Databases are generally protected by copyright law as compilations. Under the Copyright Act, a compilation is defined as a "collection and assembling of preexisting materials or of data that are selected in such a way that the resulting work as a whole constitutes an original work of authorship." 17. U.S.C. § 101. The preexisting materials or data may be protected by copyright, or may be unprotectable facts or ideas (see the BitLaw discussion on unprotected ideas for more information).
(I did not use AI, but this appeared at the top of my search and I think the search engine used AI to generate it):
In the European Union, databases are protected under the Database Directive, which provides legal protection based on the originality of the selection or arrangement of their contents...Some countries offer additional protections for databases that do not meet the originality requirement, often through sui generis rights.
That means the organization and selection of data is copyrightable, and only if they are creative. If you write your own tags for the codes, and makes a compilation of them all, none of that will cover your database.
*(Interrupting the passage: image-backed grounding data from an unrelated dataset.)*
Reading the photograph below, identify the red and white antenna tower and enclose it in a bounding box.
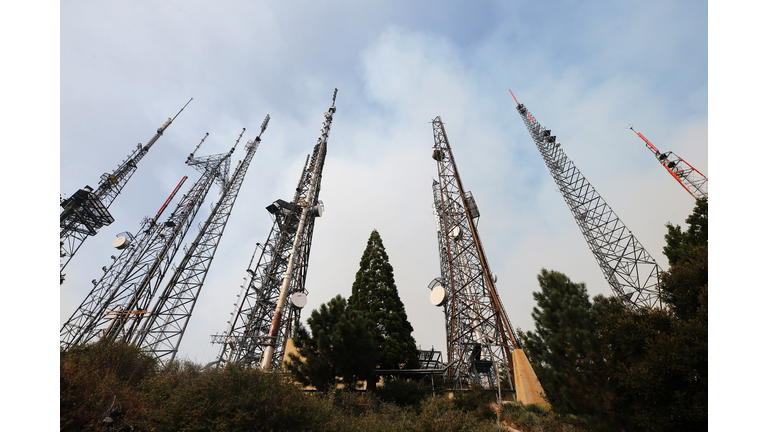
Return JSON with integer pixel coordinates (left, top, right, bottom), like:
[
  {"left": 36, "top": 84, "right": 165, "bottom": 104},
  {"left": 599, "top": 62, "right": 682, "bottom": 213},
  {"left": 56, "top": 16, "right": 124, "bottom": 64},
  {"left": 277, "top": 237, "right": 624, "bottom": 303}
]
[{"left": 629, "top": 127, "right": 708, "bottom": 199}]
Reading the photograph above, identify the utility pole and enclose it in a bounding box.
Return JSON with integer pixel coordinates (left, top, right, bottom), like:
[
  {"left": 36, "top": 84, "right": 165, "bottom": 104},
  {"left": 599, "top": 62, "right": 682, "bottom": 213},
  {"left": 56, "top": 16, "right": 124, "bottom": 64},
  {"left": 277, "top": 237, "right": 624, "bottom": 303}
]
[
  {"left": 510, "top": 90, "right": 661, "bottom": 309},
  {"left": 60, "top": 99, "right": 192, "bottom": 284},
  {"left": 211, "top": 90, "right": 336, "bottom": 371},
  {"left": 428, "top": 116, "right": 546, "bottom": 405},
  {"left": 134, "top": 117, "right": 269, "bottom": 366},
  {"left": 629, "top": 126, "right": 708, "bottom": 199}
]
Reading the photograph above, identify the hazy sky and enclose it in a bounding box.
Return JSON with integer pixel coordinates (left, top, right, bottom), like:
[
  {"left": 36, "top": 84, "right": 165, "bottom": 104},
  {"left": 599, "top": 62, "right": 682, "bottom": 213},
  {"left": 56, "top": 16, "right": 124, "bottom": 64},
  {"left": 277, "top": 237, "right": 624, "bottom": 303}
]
[{"left": 57, "top": 1, "right": 707, "bottom": 366}]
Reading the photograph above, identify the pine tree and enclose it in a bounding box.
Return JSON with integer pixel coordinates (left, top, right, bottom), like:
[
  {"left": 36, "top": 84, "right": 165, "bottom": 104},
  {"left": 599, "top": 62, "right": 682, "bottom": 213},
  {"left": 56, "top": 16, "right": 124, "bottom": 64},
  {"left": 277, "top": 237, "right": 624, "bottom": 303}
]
[
  {"left": 285, "top": 295, "right": 379, "bottom": 392},
  {"left": 662, "top": 197, "right": 708, "bottom": 319},
  {"left": 522, "top": 199, "right": 708, "bottom": 431},
  {"left": 348, "top": 230, "right": 419, "bottom": 373},
  {"left": 522, "top": 269, "right": 609, "bottom": 416},
  {"left": 663, "top": 197, "right": 708, "bottom": 267}
]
Also, I think the bitlaw interpretation is incorrect. “Sweat of the brow” doesn’t magically produce copyright protection, and they don’t mention that.
Taking their example, if you had a collections from quotes from presidents, and I got a bunch of similar collections, then made my own ultimate definitive collection based partially on your list, then there’s very little chance I’d be liable for violating your copyright. If I copied the list and typesetting verbatim, you’d have a better case.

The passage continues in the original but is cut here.